Así, Amalia parecía ser que pagaba con dinero del gobierno algunos de los secuestros de más alto perfil. ¿Cómo lo hacía? Si el dinero viene etiquetado, ¿cómo podría desviar el dinero de hospitales, escuelas o publicidad a pagar el rescate de un empresario? Seguramente incurría en algún tipo de desvío de fondos. ¿Pero podemos pensar que es un error in totto del que la gobernadora de entonces hubiera sido responsable? Necesitamos grandes brincos de gimnasia mental o un tipo de información extremadamente interesante para culpar a una persona, gobernadora o no, de la ubicuidad del crimen organizado que hay en nuestro país. Así, si un día viera yo a Amalia salir de la cárcel del delito—bien imputado – de cohecho o desvío de fondos, yo me detendría a pensar que algo de esta naturaleza pudo haber sucedido, si es que quiero preservar la buena fe de todos los inmiscuídos. Situaciones semejantes deben ser enfrentadas todos los días por los diferentes líderes y jefes de Estado del orbe. El asunto es, ¿por qué es razonable siquierea querer azul celeste? Porque, sin duda, les va a costar. ¡Y qué bueno!

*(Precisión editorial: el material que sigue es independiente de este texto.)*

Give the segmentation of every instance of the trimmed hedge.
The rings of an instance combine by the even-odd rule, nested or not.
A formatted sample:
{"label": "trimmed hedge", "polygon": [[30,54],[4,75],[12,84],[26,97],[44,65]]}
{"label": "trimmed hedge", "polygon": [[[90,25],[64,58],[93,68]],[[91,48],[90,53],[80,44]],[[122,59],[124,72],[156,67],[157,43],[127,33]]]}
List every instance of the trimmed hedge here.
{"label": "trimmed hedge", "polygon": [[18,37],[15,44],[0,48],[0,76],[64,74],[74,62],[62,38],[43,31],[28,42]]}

Finalmente, ¿si algo es técnicamente verdad, entonces es verdad?

Lrespuesa en corto, es no. No son pocos comunes los errores que cometemos académicos, científicos o especialistas. Es más, son históricamente tan comunes que hasta existe un argumento inductivo en contra de las supuestas verdades técnicas de los científicos: si en el pasado ha habido cambios de teorías y metodologías cada cierto tiempo porque se descubren sus defectos, no hay ninguna razón para pensar que estas teorías actuales, las de moda, no vayan a cambiar también. A este argumento—o uno parecido a él, pero mejor presentado – se le conoce como la inducción pesimista de la ciencia.

Pero cuando uno opta por este camino, uno se vuelve igualmente responsable de sus posturas. Un pesimista al respecto de la ciencia—o de las verdades técnicas – debería por ejemplo, dar cuenta mejor que las teorías que se proponen. Para asuntos de democracia, nunca basta con auto-adjudicarse una etiqueta para que ésta sea tomada como verdadera, a menos claro que uno sea dictador. Pero por definición, esa es una movida anti-democrática por lo menos casi siempre. Así, cuando alguien afirma que una verdad técnica en realidad no lo es, por el mero hecho de ser técnica, tiene una carga de la prueba especialmente pesada. ¿Cómo te opones a la precisión? ¿Por qué piensas que está mal la claridad? ¿Por qué es mejor que el significado de las palabras sea vago o caótico a ser preciso y concreto? Existe gente de este tipo, no digo que no la haya, pero tienen un sendero difícil por el cual transitar en una democracia.

Estos son algunos puntos para tomar en cuenta, y vivir plenamente el estatus de ciudadano normal, es decir el ciudadano que desconoce más de lo que conoce, en tiempos de la democracia, las redes sociales, las universidades y en general, el avance de la ciencia y la cultura modernas.